- Title card of X-Ray Mega Airport
- Also known as: Inside Frankfurt Airport
- Genre: Documentary
- Narrated by: Colin Mace
- Country of origin: United Kingdom
- Original language: English
- No. of seasons: 1
- No. of episodes: 5

Production
- Executive producers: Liz Brach Richard Dale Sanjay Singhal
- Running time: 60 minutes (inc. adverts)
- Production company: Voltage TV

Original release
- Network: Discovery Channel
- Release: 21 May – 18 June 2015

= X-Ray Mega Airport =

X-Ray Mega Airport (also known as Inside Frankfurt Airport) is a five-part British television series which premiered on 21 May 2015 on the Discovery Channel in the United Kingdom and subsequently on international versions of the Discovery Channel in more than 220 territories. The program was commissioned by Discovery International in 2014, and is produced by Voltage TV.
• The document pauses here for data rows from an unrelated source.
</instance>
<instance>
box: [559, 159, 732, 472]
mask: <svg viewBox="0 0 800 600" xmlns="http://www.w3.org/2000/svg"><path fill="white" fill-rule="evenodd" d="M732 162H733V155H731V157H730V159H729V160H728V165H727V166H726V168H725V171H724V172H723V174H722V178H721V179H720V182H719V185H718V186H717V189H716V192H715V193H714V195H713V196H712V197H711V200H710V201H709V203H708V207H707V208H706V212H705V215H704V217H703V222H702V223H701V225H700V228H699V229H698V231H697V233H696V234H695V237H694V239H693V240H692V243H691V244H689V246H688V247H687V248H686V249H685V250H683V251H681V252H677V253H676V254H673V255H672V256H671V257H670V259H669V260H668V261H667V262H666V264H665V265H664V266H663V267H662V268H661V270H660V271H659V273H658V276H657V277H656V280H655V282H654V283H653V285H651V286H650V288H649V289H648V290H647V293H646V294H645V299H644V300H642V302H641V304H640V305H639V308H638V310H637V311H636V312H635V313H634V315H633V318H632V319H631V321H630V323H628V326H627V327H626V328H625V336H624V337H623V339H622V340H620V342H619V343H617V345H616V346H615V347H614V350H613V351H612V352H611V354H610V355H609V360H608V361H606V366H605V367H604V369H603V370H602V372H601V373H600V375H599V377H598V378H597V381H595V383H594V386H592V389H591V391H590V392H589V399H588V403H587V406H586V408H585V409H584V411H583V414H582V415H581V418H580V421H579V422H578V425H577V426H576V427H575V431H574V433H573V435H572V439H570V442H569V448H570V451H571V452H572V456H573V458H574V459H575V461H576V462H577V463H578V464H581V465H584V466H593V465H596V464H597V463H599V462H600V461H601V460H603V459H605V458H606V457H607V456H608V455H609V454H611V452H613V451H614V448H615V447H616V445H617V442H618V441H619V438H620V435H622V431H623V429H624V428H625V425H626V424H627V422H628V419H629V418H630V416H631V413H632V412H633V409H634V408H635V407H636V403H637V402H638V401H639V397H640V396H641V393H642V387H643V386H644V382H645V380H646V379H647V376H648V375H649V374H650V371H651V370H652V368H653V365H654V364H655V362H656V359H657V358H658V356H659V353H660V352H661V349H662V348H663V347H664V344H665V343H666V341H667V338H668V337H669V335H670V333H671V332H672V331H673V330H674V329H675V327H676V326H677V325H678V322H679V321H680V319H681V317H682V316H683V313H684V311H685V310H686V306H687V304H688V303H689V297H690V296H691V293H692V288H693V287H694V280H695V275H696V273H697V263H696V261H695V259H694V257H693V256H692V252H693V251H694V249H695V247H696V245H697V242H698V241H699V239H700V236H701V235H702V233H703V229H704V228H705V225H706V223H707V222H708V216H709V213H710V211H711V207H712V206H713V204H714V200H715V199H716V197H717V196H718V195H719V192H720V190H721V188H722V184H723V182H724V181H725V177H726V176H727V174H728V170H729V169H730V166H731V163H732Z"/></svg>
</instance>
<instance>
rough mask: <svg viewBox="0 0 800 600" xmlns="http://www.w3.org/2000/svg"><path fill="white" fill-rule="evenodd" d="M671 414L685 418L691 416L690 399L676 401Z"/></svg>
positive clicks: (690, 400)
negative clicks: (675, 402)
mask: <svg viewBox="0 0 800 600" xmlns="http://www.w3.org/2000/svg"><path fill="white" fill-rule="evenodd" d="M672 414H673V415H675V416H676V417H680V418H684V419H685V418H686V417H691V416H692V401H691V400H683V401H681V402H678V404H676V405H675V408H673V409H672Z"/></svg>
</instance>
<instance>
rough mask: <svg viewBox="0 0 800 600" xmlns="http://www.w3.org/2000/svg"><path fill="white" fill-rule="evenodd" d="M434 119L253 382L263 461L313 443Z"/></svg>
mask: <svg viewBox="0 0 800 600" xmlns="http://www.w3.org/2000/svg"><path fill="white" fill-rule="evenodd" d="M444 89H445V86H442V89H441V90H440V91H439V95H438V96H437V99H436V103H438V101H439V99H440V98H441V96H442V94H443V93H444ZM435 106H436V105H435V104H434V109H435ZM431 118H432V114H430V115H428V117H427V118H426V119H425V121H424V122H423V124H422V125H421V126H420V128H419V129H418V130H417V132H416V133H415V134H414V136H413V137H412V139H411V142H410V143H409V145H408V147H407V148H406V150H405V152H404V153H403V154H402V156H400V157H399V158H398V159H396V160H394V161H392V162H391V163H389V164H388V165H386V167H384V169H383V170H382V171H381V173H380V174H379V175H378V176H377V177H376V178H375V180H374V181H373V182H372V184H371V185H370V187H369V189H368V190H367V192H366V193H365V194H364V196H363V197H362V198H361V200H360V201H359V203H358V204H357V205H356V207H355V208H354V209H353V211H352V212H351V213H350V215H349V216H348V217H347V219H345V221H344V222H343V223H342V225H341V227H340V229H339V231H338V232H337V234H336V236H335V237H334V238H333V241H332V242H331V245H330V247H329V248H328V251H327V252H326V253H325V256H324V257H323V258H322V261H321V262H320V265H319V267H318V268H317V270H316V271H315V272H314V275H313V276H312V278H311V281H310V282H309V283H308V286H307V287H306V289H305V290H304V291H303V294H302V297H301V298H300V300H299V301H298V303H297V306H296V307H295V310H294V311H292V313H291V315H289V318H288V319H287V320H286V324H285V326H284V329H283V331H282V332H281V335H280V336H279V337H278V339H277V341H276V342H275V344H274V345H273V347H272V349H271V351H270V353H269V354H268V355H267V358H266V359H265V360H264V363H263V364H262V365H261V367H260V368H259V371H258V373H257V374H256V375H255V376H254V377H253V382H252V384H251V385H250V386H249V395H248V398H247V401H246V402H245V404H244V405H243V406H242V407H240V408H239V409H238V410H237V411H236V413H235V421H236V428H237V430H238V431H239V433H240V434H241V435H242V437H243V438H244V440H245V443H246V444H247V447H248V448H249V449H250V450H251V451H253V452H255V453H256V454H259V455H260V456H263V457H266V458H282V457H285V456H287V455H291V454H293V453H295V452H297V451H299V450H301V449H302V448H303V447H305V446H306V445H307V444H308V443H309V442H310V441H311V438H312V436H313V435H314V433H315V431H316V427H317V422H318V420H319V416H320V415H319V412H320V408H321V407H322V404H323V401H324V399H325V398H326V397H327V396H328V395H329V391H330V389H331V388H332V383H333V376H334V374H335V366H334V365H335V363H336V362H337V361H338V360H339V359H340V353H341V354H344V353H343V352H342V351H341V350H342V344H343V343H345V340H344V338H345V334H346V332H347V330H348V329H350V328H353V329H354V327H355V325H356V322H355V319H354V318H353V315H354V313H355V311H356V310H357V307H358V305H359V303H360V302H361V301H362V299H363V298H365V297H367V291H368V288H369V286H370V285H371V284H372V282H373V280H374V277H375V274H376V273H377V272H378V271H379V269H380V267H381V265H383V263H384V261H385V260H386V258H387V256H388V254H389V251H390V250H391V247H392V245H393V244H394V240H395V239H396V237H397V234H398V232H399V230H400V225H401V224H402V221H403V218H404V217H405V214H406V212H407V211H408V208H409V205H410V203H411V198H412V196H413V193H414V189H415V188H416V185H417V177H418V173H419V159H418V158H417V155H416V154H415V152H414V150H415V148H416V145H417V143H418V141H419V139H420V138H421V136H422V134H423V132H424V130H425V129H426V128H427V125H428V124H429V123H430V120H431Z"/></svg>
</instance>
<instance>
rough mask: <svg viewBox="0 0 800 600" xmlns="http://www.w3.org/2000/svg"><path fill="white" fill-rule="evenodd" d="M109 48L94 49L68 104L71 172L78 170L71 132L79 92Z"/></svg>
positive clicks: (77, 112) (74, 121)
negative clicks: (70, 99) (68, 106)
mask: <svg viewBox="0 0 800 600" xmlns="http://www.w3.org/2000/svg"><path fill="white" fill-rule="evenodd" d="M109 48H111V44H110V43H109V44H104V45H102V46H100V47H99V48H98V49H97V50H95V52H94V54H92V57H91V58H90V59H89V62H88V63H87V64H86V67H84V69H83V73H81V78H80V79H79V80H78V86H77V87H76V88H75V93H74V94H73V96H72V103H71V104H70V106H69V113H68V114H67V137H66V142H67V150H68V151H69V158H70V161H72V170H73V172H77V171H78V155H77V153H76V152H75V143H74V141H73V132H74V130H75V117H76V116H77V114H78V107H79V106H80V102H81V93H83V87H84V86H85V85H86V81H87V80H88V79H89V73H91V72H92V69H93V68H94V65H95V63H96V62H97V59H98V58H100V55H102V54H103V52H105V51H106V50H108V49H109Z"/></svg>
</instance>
The series examines Frankfurt International Airport using CGI, laser scanning technology and thermal cameras to investigate the science and technology behind aviation.

==Episodes==

| No. | Title | Original release date |
| 1 | "Race Against the Clock" | 21 May 2015 |
Discover how every action at a mega-airport is planned to the hour, the minute, and the second. Keeping to such a regimented schedule requires thousands of engineers to race against the clock, twenty-four hours a day.
| 2 | "Total Control" | 28 May 2015 |
Using advanced equipment to x-ray scan the airport, find out how every action is precisely and predictably controlled, including that of the passengers as they enter the terminal, one of the most highly-controlled environments on Earth.
| 3 | "The Airport Never Sleeps" | 4 June 2015 |
Head behind the scenes at one of Europe’s busiest hubs, and discover how an operation the size of Frankfurt never enjoys down-time.
| 4 | "Crossroads of the World" | 11 June 2015 |
Head into the heart of this global mega-airport and explore its vital role in the world’s vast international air network. Flights from five continents land at Germany’s biggest airport every day - a feat only possible due to specialists from seventy countries working together to welcome passengers to the Frankfurt hub.
| 5 | "Failure Is Not An Option" | 18 June 2015 |
The airport’s engineering teams are under pressure, managing specialist technology that they cannot risk to fail. Witness an engine change on an A380 airliner, before finding out the precautions involved in pumping tens of thousands of litres of highly flammable aviation fuel.

==Broadcast==
In the United Kingdom, the series premiered on the Discovery Channel on 21 May 2015. In Germany, the setting for the program, the series premiered under the title Inside Frankfurt Airport on 26 May 2015 on the German Discovery Channel.

In Australia, the series premiered on 9 June 2015 on the Australian Discovery Channel and was watched by 6,000 viewers overnight and another 10,000 viewers who timeshifted the program within 7 days. It premiered on the English language Southeast Asian feed of Discovery Channel Asia on 24 June 2015. The series premiered in the United States on 3 January 2016 on the Smithsonian Channel to 78,000 viewers.